Calle del Barco est un livre utopique qui réunit 13 portraits littéraires et photographiques d’un quartier énigmatique de Madrid, entre Chueca et Malasaña. Photographies, citations, textes poétiques se mêlent pour suggérer la vie et l’âme d’une rue à la fois réelle et fantasmée. Fruit de la collaboration entre Nelly Labère, auteur, et Aurélia Frey, photographe, Calle del Barco invite à entrer dans l’imaginaire d’une ville secrète et sensuelle, Madrid.

Apnée – photographies d’Aurélia Frey texte d’Emmelene Landon Aurélia et moi nous baladons sur l’île de Ratonneau, en pleine lumière, à chaque pas des papillons jaunes surgissent des buissons. La blondeur d’Aurélia  reflète le soleil. Nous ne nous sommes pas vues depuis un an, peut-être deux. Nous nous retrouvons sur cette île, dans l’empreinte laissée par ses photos, comme quand on ferme les yeux après avoir regardé le soleil. Une tache. Comment mémoriser une tache ? Comment décrire un éblouissement ? Comment garder l’empreinte d’un éblouissement ? (On arrête de respirer.)

  • 16H30-18h projection de Persepolis réalisé par Marjane Satrapi et Vincent Paronnaud [1h35]
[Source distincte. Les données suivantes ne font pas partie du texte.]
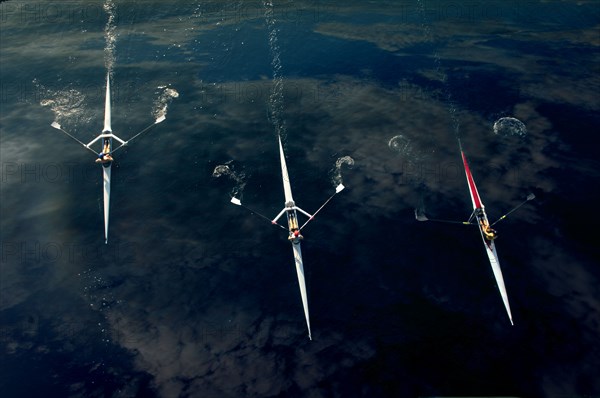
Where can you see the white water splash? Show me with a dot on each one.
(336, 173)
(404, 147)
(162, 102)
(67, 105)
(238, 177)
(276, 97)
(439, 70)
(110, 37)
(510, 127)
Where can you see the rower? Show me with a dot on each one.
(104, 156)
(295, 235)
(488, 232)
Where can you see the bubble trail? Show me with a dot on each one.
(276, 97)
(336, 173)
(238, 177)
(510, 127)
(161, 104)
(110, 36)
(65, 104)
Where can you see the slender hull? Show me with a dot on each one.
(490, 248)
(106, 170)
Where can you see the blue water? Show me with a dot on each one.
(196, 297)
Téhéran 1978 : Marjane, huit ans, songe à l’avenir et se rêve en prophète sauvant le monde. Choyée par des parents modernes et cultivés, particulièrement liée à sa grand-mère, elle suit avec exaltation les évènements qui vont mener à la révolution et provoquer la chute du régime du Chah. Avec l’instauration de la République islamique débute le temps des « commissaires de la révolution » qui contrôlent tenues et comportem ents. Marjane qui doit porter le voile, se rêve désormais en révolutionnaire. Bientôt, la guerre contre l’Irak entraîne bombardements, privations, et disparitions de proches. La répression intérieure devient chaque jour plus sévère. Dans un contexte de plus en plus pénible, sa langue bien pendue et ses positions rebelles deviennent problématiques. Ses parents décident alors de l’envoyer en Autriche pour la protéger. À Vienne, Marjane vit à quatorze ans sa deuxième révolution : l’adolescence, la liberté, les vertiges de l’amour mais aussi l’exil, la solitude et la différence.

Cette phrase écrite en Pelistic dans le langage de Narcisse, sera visible tout au long de l’exposition Viva Villa. Celle- ci sera diffusée par l’intermédiaire des volontaires qui porteront cette inscription sur des tee-shirts. Lors de la marche-performance Eï iria ïl éia du 3 octobre à 18h00 qui débutera à la Villa Méditerranée, les volontaires brandiront des pancartes avec ce slogan, pour rejoindre le FRAC Provence-Alpes- Côte d’Azur à 18h30 et participer à l’activation de la performance Narcisse avia. Cette action qui peut faire écho au fameux I am a Man de 1968 (Grève des éboueurs noirs de Memphis, Tennessee) est un appel à la tolérance et à l’humanité face à son prochain ; cela dans un contexte ou la question de l’accueil des migrants est de plus en plus présente.